SYSTEM_DESIGN
System Design: Amazon E-Commerce Platform
Deep dive into designing Amazon's e-commerce platform at scale, covering product catalog, checkout, fulfillment, and personalization systems serving 300 million active customers.
Requirements
Functional Requirements:
- Users can search and browse a catalog of 350+ million products
- Users can add items to cart, apply coupons, and complete checkout
- Sellers can list products, manage inventory, and fulfill orders
- Personalized product recommendations on every page
- Real-time order tracking from placement to delivery
- Customer reviews and ratings with verified purchase badges
Non-Functional Requirements:
- 300M active customers, 50M DAU; peak 50K orders/sec during Prime Day
- Product page load under 200ms (p99); checkout flow under 500ms end-to-end
- 99.999% availability for the checkout path — downtime costs $220K/minute
- Strong consistency for inventory and payments; eventual consistency for reviews and recommendations
- Support 20+ regional marketplaces with localized pricing and tax rules
Scale Estimation
With 50M DAU browsing an average of 30 pages, the system serves 1.5 billion page views/day or ~17,400 requests/sec. Search queries: 20M DAU searching × 5 queries = 100M searches/day = 1,160 QPS. Orders: 1.5M orders/day average, spiking to 50K/sec during Prime Day. Product catalog: 350M products × 2KB metadata = 700GB base data; with images averaging 5 per product at 200KB each = 350TB of image assets. The recommendation engine processes 500M click events/day for model training.
High-Level Architecture
Amazon's architecture is the canonical example of microservices at scale — reportedly over 1,000 services in production. The customer-facing path flows: CloudFront CDN → Application Load Balancer → API Gateway (authentication, rate limiting, routing) → individual microservices. The Product Catalog Service reads from a distributed document store (DynamoDB) with an Elasticsearch cluster for search. The Cart Service uses an in-memory store (ElastiCache Redis) for active carts with DynamoDB as a durable backing store. The Order Service orchestrates checkout via a saga pattern across Inventory, Payment, and Fulfillment services.

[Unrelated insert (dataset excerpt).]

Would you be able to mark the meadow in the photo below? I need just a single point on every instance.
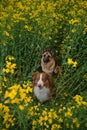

The seller-facing path uses a separate API Gateway routing to Seller Central services. Inventory updates from sellers flow through an SQS queue to the Inventory Service, which maintains stock counts in a DynamoDB table with conditional writes to prevent overselling. Price changes propagate through an SNS topic to downstream consumers including the Search Index, Recommendation Service, and the Buy Box algorithm.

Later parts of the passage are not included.